Le chef de la diplomatie syrienne a également qualifié les représentants de l'opposition assis en face de lui de «traîtres» et d'«agents à la solde des ennemis» de la Syrie.

Le choix de cette «rhétorique incendiaire» par le régime syrien a été rapidement dénoncé par un communiqué de la porte-parole du Département d'État, Jen Psaki.

Pour sa part le chef de la délégation de l'opposition, Ahmad Jabra, a appelé le président Bachar al-Assad à remettre son pouvoir à un gouvernement de transition conformément à la déclaration de Genève-1.

Propagande du régime à la télévision syrienne

La télévision syrienne a diffusé mercredi le discours du chef de l'opposition Ahmad Jarba à la conférence de paix en Suisse en montrant en parallèle des images présentées comme des «crimes terroristes».

La télévision n'a pas mentionné son nom et n'a pas repris en bandeau ses propos comme elle l'a fait pour la plupart des autres intervenants lors de la conférence qui s'est ouverte à Montreux.

Elle a laissé le bandeau avec les propos du ministre syrien des Affaires étrangères Walid Mouallem, qui intervenait avant lui.

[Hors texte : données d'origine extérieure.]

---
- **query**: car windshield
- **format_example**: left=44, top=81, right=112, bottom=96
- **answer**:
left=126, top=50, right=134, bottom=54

L'écran était divisé en deux: à droite le discours d'Ahmad Jarba avec la mention «Montreux, Suisse» et à gauche des images de morts et de destruction avec le titre «Crimes terroristes en Syrie».

Elle a usé du même procédé lors des interventions des ministres des Affaires étrangères de Turquie, Ahmet Davutoglu, et d'Arabie saoudite, Saoud al-Fayçal.

Ces deux pays sont les principaux soutiens aux opposants au régime de Bachar al-Assad.

Lors de leurs interventions diffusées sur la droite de l'écran, la partie gauche montrait des exécutions sommaires, des bombes, des mares de sang, des immeubles détruits et des cadavres, dont celui d'un enfant.

Par ailleurs, l'agence officielle Sana a critiqué le discours prononcé par Saoud al-Fayçal.

«Dans son discours, le ministre de la Famille terroriste des Saoud, rapporte une série de mensonges et de tromperies. Il divague et il rêve de faire de Genève-2 une conférence qui servirait ses illusions».

«Son royaume (saoudien) contribue (...) à attiser la crise en Syrie en soutenant le terrorisme», ajoute Sana en affirmant que le ministre saoudien est «déconnecté de la réalité».